While Spanish healthcare is universal and free of access to all citizens, the social inequalities on its utilization and access observed in the present study, together with previous evidence, challenge this paradigm [35]. With such a clear impact on potential recovery, special attention should be given to reducing social inequalities in healthcare system access and promoting policies to facilitate access to physiotherapy in all socio-economic profiles of women. The first step should be to recognize and identify this specific demographic profile in order to promote strategies that improve access for those with lower social levels [18], especially in the light of the increasing number of breast cancer diagnoses in most Western countries [1]

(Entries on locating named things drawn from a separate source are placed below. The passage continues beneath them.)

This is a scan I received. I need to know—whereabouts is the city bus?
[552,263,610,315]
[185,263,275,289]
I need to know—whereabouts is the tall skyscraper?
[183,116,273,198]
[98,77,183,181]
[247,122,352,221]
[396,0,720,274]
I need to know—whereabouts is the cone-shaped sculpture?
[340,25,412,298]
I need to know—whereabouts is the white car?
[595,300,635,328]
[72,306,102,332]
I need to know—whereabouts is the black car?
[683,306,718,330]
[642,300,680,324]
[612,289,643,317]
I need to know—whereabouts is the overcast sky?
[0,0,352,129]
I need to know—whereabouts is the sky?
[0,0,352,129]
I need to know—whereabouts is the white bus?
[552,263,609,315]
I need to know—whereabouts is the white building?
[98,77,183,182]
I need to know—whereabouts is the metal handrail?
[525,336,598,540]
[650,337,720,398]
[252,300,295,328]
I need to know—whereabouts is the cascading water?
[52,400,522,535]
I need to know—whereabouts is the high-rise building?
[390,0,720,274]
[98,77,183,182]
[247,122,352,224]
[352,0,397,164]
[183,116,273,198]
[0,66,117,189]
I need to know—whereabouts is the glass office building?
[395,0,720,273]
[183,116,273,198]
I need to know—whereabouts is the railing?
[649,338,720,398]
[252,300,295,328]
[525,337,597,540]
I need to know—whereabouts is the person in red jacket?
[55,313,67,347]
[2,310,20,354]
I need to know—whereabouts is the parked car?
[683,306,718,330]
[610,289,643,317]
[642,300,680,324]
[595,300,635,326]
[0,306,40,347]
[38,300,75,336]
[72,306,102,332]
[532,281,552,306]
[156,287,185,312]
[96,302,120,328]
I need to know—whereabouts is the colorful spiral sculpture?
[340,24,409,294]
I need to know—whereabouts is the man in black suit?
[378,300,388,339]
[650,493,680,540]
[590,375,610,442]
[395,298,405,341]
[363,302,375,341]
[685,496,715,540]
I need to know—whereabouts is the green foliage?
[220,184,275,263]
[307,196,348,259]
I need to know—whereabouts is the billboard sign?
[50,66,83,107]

This study has implications for both research and clinical practice. Firstly, this study provides new evidence in the context of the Spanish healthcare system from a large cohort of women diagnosed with breast cancer and may serve as a basis for further research to detail clinical and socio-economic parameters. In terms of clinical application, access to physiotherapy should be promoted by doctors, oncologists, and other health professionals, and potential barriers should be identified and addressed.

The present study is limited by the fact that it is a cross-sectional study and, therefore, it was not possible to analyze how outcomes evolve over the breast cancer treatment period. In addition, the analysis has focused on the results obtained from the variables assessed, and there may be other factors that also influence access to a physiotherapist, which have not been considered in this study. Specifically, other socio-economic factors, such as cohabitation and caregiving responsibilities, as well as clinical and treatment-related outcomes, such as number of chemotherapy sessions received or the need for additional surgery, were not available for the current analysis but may play a role, as suggested by previous studies [31, 33] Future research should include these outcomes to delve deeper into the clinical and socio-economic influences on functional limitations and access to physiotherapy for women with breast cancer [26, 31]. Additionally, it is worth noting that the cohort from which the information for this study was partly collected data from patients in a self-reported manner. Among other considerations, the patient’s perception of pain and functionality may be influenced by psychological aspects.

Conclusions

Although a significant proportion of women diagnosed with breast cancer exhibit functional limitations, only a small percentage of them have access to physiotherapy. Socio-economic factors such as education, occupation, and economic status along with insufficient information received and clinical factors hinder their access. Promoting strategies to reduce social biases as well as improve communication and patient information regarding physiotherapy may be of interest in enhancing healthcare for women diagnosed with breast cancer.